Treadwell's first jobs were as an industrial manager and consultant. However, he was better known due to his career as a DJ, jazz historian and radio host, which began in 1947 and lasted over 50 years.

== Jazz career ==
Treadwell began his career at radio stations in New Jersey and Pennsylvania before moving to Cincinnati, Ohio in 1960. There he began in 1962 with his jazz on radio station WZIP and then from 1965 to 1973 at WNOP (AM).

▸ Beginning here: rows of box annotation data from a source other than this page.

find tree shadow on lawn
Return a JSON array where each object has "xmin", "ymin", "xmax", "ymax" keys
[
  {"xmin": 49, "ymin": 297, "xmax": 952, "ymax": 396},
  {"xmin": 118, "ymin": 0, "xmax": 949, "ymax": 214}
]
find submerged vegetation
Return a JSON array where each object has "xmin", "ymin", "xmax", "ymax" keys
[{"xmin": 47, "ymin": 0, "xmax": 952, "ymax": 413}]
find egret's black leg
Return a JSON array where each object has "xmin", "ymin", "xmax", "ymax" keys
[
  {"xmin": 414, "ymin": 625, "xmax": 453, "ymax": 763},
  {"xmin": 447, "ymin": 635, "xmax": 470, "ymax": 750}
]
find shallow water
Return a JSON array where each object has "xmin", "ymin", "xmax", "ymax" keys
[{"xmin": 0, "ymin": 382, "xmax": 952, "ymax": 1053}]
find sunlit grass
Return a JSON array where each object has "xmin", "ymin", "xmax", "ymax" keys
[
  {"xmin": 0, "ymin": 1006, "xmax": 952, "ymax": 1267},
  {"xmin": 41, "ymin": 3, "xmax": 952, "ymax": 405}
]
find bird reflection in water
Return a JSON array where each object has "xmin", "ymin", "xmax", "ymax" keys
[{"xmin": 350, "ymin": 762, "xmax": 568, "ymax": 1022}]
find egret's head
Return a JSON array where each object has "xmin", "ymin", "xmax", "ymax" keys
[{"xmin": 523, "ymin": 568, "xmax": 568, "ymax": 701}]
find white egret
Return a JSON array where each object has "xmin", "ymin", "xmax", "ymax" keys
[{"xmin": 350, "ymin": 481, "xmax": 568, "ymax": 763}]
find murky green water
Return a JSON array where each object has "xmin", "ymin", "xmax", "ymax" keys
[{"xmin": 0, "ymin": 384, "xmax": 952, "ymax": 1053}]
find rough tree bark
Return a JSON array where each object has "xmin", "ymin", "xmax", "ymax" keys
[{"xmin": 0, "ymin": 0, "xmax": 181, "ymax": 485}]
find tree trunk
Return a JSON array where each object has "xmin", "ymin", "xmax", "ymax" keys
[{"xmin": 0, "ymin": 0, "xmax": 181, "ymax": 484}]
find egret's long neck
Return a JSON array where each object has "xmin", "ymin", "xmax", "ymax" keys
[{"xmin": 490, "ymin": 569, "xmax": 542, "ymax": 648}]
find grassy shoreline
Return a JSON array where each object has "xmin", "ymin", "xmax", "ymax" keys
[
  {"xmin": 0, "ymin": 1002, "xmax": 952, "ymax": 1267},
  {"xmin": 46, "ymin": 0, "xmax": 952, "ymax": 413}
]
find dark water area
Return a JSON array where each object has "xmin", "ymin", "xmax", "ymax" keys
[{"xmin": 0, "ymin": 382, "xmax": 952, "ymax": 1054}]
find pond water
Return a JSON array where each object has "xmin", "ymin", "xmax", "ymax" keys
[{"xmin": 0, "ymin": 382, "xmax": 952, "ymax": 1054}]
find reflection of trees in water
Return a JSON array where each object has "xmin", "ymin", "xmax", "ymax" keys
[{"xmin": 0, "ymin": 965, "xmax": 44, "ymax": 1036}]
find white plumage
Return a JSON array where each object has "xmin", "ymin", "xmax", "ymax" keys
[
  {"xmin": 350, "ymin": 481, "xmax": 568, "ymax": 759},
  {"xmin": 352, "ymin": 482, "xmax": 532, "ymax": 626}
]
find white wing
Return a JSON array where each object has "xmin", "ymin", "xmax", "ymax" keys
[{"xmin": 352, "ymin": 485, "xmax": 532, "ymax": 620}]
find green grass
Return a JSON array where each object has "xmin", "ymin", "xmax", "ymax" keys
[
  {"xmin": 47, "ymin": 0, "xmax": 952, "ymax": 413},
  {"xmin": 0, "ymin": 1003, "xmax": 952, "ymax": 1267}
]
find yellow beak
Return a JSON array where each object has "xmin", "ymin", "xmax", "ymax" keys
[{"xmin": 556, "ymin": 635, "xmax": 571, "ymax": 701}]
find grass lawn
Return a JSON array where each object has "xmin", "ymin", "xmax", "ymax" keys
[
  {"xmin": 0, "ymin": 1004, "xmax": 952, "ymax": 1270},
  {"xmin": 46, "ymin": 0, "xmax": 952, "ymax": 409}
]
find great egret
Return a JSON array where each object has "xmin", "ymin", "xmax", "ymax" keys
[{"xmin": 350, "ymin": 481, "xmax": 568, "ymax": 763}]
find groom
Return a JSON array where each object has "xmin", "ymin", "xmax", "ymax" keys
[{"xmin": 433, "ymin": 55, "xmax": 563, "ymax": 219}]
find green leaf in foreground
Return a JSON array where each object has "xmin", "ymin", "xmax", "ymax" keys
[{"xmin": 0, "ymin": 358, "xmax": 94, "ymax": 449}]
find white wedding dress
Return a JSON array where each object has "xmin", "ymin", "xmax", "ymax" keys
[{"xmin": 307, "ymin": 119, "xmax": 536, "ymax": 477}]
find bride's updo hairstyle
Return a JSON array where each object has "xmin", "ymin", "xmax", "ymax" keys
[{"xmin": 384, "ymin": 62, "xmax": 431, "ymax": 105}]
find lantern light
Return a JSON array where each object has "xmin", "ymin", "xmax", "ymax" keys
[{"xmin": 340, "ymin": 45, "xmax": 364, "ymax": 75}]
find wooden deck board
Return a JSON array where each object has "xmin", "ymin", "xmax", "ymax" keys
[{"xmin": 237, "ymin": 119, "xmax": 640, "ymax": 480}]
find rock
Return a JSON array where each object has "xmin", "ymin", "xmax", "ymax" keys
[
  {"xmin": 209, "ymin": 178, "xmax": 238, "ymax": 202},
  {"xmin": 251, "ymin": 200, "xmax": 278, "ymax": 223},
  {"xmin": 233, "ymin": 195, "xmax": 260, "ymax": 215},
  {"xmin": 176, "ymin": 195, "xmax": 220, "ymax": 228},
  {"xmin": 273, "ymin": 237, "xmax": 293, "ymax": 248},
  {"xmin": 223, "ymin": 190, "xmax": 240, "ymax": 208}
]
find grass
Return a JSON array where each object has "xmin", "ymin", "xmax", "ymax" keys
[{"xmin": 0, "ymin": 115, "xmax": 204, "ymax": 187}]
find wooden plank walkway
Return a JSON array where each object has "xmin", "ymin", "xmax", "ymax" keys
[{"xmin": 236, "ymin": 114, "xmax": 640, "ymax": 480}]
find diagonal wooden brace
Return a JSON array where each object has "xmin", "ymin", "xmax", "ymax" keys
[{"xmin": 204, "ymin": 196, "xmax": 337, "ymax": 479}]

Treadwell moved to WGUC and moderated the jazz program under his initials OT from 1973 to 1995, then moved "Jazz with OT" to Xavier University's WVXU. Until his retirement in 2001, he oversaw the jazz program and the station WMKV. In 2005 Treadwell returned to WVXU, where he worked until his death in April 2006. Repeats of his many programs continue to be broadcast Sunday evenings on WVXU.

== Tributes ==
Oscar Treadwell, who was called by his fans, "OT", was an important member of the jazz scene of Cincinnati. Through his radio programs, he was known by many, and friends with many jazz musicians, including Dave Brubeck, Charlie Parker, Dizzy Gillespie and Thelonious Monk. His friends honored him with the compositions:

- "An Oscar for Treadwell" (1949) by Charlie Parker
- "Treadin 'with Treadwell" (1950) by Wardell Gray.
- "Oska T" (1955) by Thelonious Monk

After his death, the Public Library of Cincinnati released a CD entitled "O.T. - A Celebration of Oscar Treadwell". The library had been given recordings of many of Treadwell's shows on cassettes and CDs. The entire collection is available on CD at the library; the CD index has been digitized and can be viewed on the library's website.